Jan 31, 2018Moves might relieve burden under WOTUS and Clean Water Act
A decision by the U.S. Supreme Court and a proposed piece of the new Farm Bill may help remove regulatory burdens against farmers.
The U.S. Supreme Court has ruled that challenges to the 2015 Waters of the United States (WOTUS) definition belong in federal district courts, not federal appeals courts. In June 2015, North Dakota filed suit in U.S. District Court along with a dozen other states to block the rule from taking effect and was granted an injunction in late August of that year.
North Dakota Agriculture Commissioner Doug Goehring said he applauds the court’s ruling.
“The 2015 definition was an overreach of authority and significantly expanded federal control of land and water resources,” he said.
Goehring said that as part of the prairie pothole region, North Dakota would have been affected tremendously by the 2015 definition. North Dakota Attorney General Wayne Stenehjem announced plans to ask the federal district court to resume North Dakota’s case as soon as possible in order to obtain a final ruling.

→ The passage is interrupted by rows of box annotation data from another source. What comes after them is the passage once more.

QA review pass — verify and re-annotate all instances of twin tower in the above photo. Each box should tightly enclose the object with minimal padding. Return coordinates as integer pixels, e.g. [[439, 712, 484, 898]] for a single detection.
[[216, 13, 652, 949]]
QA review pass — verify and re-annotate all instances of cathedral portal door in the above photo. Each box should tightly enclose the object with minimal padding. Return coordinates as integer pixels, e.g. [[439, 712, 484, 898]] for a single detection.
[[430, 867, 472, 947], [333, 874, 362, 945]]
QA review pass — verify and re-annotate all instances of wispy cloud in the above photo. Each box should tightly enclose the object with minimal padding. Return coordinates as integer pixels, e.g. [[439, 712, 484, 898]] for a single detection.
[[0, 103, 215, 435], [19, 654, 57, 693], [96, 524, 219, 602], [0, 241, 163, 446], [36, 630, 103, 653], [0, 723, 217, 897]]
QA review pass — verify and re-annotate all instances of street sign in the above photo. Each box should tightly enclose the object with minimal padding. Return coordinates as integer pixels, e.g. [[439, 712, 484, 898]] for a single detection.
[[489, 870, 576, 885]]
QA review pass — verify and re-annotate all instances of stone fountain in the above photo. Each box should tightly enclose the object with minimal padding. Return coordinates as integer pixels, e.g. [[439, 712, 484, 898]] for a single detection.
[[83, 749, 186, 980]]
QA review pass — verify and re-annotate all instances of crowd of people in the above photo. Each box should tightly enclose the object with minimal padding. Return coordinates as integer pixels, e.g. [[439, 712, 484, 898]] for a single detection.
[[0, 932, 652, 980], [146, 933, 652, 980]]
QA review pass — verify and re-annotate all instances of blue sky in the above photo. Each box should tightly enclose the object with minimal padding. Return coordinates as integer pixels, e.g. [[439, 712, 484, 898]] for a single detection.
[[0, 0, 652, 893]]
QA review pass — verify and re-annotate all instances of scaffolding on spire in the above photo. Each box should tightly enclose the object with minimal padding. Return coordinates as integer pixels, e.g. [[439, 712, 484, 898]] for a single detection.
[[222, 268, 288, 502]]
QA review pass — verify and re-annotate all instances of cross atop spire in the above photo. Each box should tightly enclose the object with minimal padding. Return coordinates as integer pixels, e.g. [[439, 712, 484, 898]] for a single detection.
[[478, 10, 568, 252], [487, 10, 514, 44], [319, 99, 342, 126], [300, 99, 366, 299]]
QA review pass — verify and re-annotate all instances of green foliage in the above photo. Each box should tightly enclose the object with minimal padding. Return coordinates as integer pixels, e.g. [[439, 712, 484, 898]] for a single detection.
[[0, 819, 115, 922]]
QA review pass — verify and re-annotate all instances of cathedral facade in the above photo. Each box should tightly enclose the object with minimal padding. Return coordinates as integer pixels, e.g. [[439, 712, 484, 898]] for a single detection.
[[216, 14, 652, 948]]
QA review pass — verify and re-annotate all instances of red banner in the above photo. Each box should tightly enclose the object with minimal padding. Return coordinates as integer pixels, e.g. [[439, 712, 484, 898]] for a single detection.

In addition to the ruling from the Supreme Court, over 170 agricultural and public health organizations, including the National Potato Council, sent a letter backing legislation to limit the ability of activists to sue farmers under the Clean Water Act. The letter to House leaders encourages the inclusion of HR 953 in the upcoming 2018 Farm Bill.
HR 953 (the “Reducing Regulatory Burdens Act”) would clarify that farmers and other pesticide applicators who are fully complying with the Federal Fungicide, Rodenticide and Insecticide Act (FIFRA) cannot be required to also secure and be subject to the legal jeopardy of Clean Water Act permits. Due to various court rulings in the last decade, pesticide applications that are lawfully applied under FIFRA must also obtain Clean Water Act “National Pollutant Discharge Elimination System” (NPDES) permits, the NPC said.
EPA officials have testified that these NPDES permits (originally created for large industrial polluters) do not provide any additional environmental benefit over the protections in FIFRA, the NPC contends. However, they do provide activists with “citizen lawsuit” power that is absent under FIFRA and results in farmers being subject to possible penalties of $37,500 per day due to minor paperwork errors, the group said.
“The Farm Bill is an entirely appropriate place for this legislation,” said John Keeling, NPC CEO.
“We believe that the importance of passing this clarification has only increased as activists have become more aggressive in pursuing actions against otherwise lawful FIFRA applications.”